How cute is that! This is probably one of Palahnuik’s very early works. Encouraged by his fifth grade teacher Mr. Olsen, this a poem about dragons. I guess he could see the potential even back then! 

Seeing this made me think about my own writing as a child. I still keep my infant school textbooks, but how wonderful that Mr. Olsen kept hold of this for all those years and finally sent it to Chuck himself. I wonder how many teachers preserve the works of their young pupils.

Often we don’t realise how influential our teachers can be, especially those in our younger years. I’ve always been lucky to have great English teachers. In third grade Ms. Lacy was the teacher that gave me the reading bug. I remember there were a row of baskets and each basket was graded with a colour. Yellow was the colour I was on, meaning I had easy books. But one day I spotted a girl in class always reading from the purple books (I had a thing for purple back then). When I asked Ms. Lacy why wasn’t I allowed to read from the purple basket she said I had to read all the books that were coloured with a yellow, orange and red tab before I could get to the purple ones.

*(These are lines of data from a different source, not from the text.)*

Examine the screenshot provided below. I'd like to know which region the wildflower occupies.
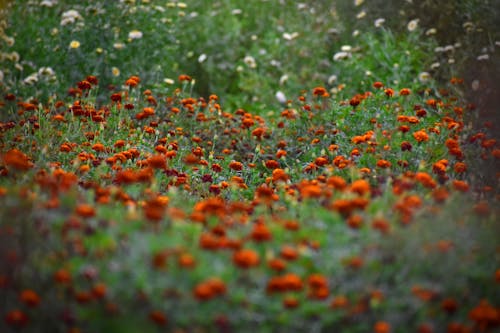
[333,51,351,61]
[413,130,429,142]
[128,30,142,39]
[406,19,420,32]
[233,249,260,269]
[69,40,80,49]
[61,9,83,26]
[243,55,257,68]
[373,18,385,28]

That did it. I began taking home 4 books a night and worked my way through those baskets so fast she was amazed. Sad thing is, I moved onto fourth grade before I got to the purple basket; which is probably why I’m stuck with a condition known as ‘bibliophilia’! If I’d read at least one book from the purple pile, I wouldn’t have developed this habit of reading in 3’s and 4’s.

So, I’m curious, how did you get your reading habit? Was it a teacher? A parent? Or maybe even genetic? When was the first time you realised that the world of words was a limitless, beautiful place where only your imagination could hinder you?  I’d love to know you thoughts.